Ana Paula conta que, sem qualquer tipo de holofote, Jaelinton apareceu um dia em sua casa. “Ele esteve aqui para me dar um abraço. Agradeci muito o esforço dele e da equipe de salvamento”, conta. E revela que assistiu o momento em que a reportagem mostrava Jaelinton carregando seu bebê. “Eu vi tudo na reportagem. Eu só queria dormir e acordar pensando que tudo foi um pesadelo. Mas, aquelas imagens me mostravam que era real”, completa Ana Paula.
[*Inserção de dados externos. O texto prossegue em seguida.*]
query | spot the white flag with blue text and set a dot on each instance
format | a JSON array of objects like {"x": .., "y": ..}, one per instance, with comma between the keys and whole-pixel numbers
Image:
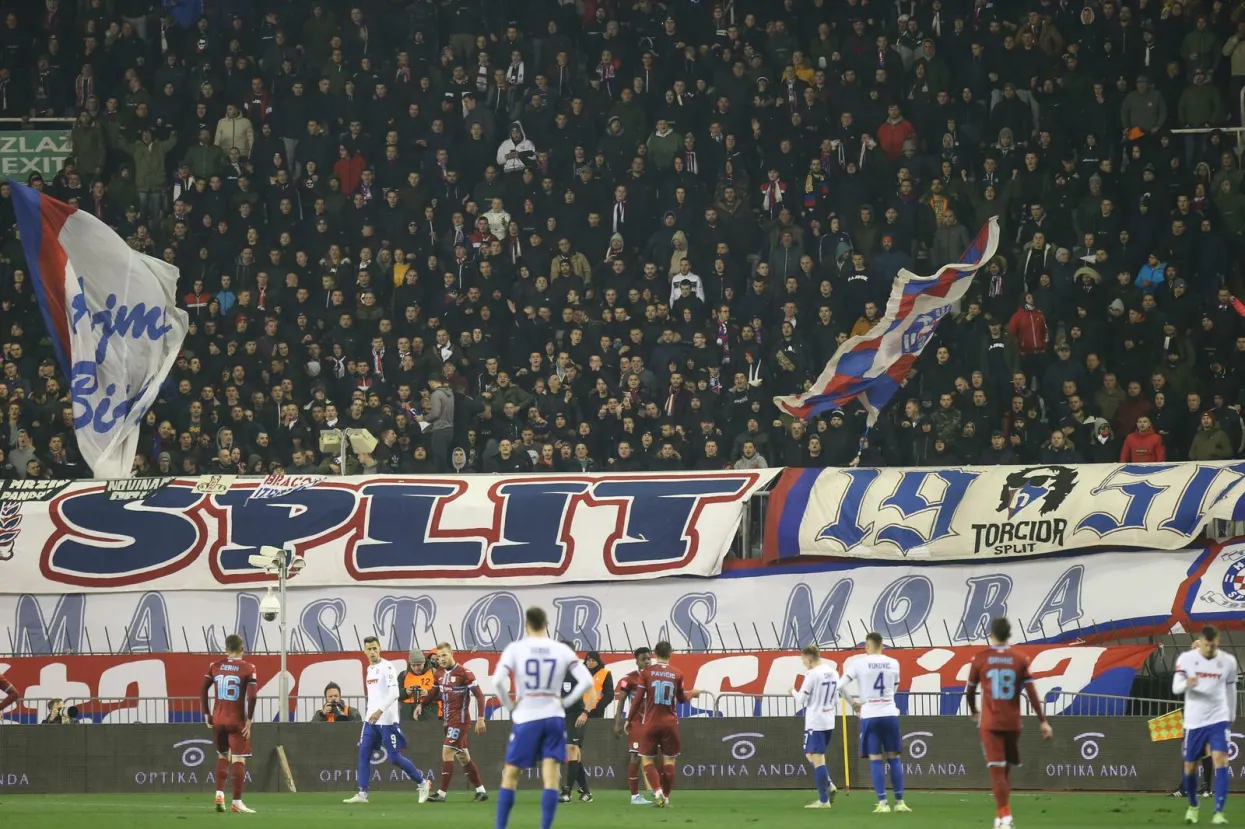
[{"x": 112, "y": 318}]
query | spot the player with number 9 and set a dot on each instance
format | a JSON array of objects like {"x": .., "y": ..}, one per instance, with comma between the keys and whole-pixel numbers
[
  {"x": 1002, "y": 674},
  {"x": 235, "y": 687}
]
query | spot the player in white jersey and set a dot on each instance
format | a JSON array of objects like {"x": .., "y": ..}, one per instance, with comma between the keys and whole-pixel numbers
[
  {"x": 533, "y": 669},
  {"x": 818, "y": 696},
  {"x": 877, "y": 679},
  {"x": 1207, "y": 677},
  {"x": 382, "y": 730}
]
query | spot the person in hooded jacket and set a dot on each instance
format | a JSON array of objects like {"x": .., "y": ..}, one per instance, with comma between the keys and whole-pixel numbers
[
  {"x": 517, "y": 152},
  {"x": 1210, "y": 442}
]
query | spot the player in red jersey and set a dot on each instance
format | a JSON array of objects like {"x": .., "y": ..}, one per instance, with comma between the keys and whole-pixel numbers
[
  {"x": 625, "y": 693},
  {"x": 237, "y": 685},
  {"x": 10, "y": 692},
  {"x": 455, "y": 686},
  {"x": 1002, "y": 674},
  {"x": 659, "y": 690}
]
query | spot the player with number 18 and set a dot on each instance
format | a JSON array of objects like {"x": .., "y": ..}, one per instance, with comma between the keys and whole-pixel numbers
[{"x": 1002, "y": 674}]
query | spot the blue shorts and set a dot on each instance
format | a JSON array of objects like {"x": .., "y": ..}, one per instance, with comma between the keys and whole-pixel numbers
[
  {"x": 879, "y": 736},
  {"x": 816, "y": 742},
  {"x": 1195, "y": 741},
  {"x": 532, "y": 742},
  {"x": 389, "y": 738}
]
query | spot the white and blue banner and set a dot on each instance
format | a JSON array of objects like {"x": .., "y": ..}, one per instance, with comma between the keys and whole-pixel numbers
[
  {"x": 970, "y": 513},
  {"x": 397, "y": 532},
  {"x": 113, "y": 321}
]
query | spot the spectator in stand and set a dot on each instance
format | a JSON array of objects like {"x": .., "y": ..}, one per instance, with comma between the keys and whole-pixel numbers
[
  {"x": 478, "y": 247},
  {"x": 335, "y": 708}
]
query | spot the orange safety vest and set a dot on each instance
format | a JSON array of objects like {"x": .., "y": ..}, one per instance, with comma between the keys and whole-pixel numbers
[
  {"x": 423, "y": 682},
  {"x": 590, "y": 697}
]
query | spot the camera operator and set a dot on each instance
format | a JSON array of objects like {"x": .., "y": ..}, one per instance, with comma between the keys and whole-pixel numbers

Hoje, Ana Paula só enxerga um caminho para ter a sua dor diminuída: a Justiça. “Essa impunidade tá acabando com a gente! Saber que as pessoas (tripulação, comandante e empresa) continuam trabalhando e ganhando dinheiro com esse serviço deixa a gente mal. Aquela lancha tava transportando pessoas. A gente vê hoje tudo do mesmo jeito. E isso dói! Um ano depois e nada mudou?”, indaga.

E continuam os inúmeros questionamentos durante a entrevista de mais de uma hora que concedeu ao CORREIO. “Quer dizer, vai ficar assim? Vai ficar impune? Se a lancha não tinha condições porque estava no mar? Quem vai responder por isso?”, perguntava, sem parar. Enquanto não tiver essas respostas, Ana Paula só enxerga uma maneira de viver: “A gente vive um dia de cada vez”. Um dia de cada vez. Ainda que todos esses dias sejam iguais a 25 de agosto de 2017.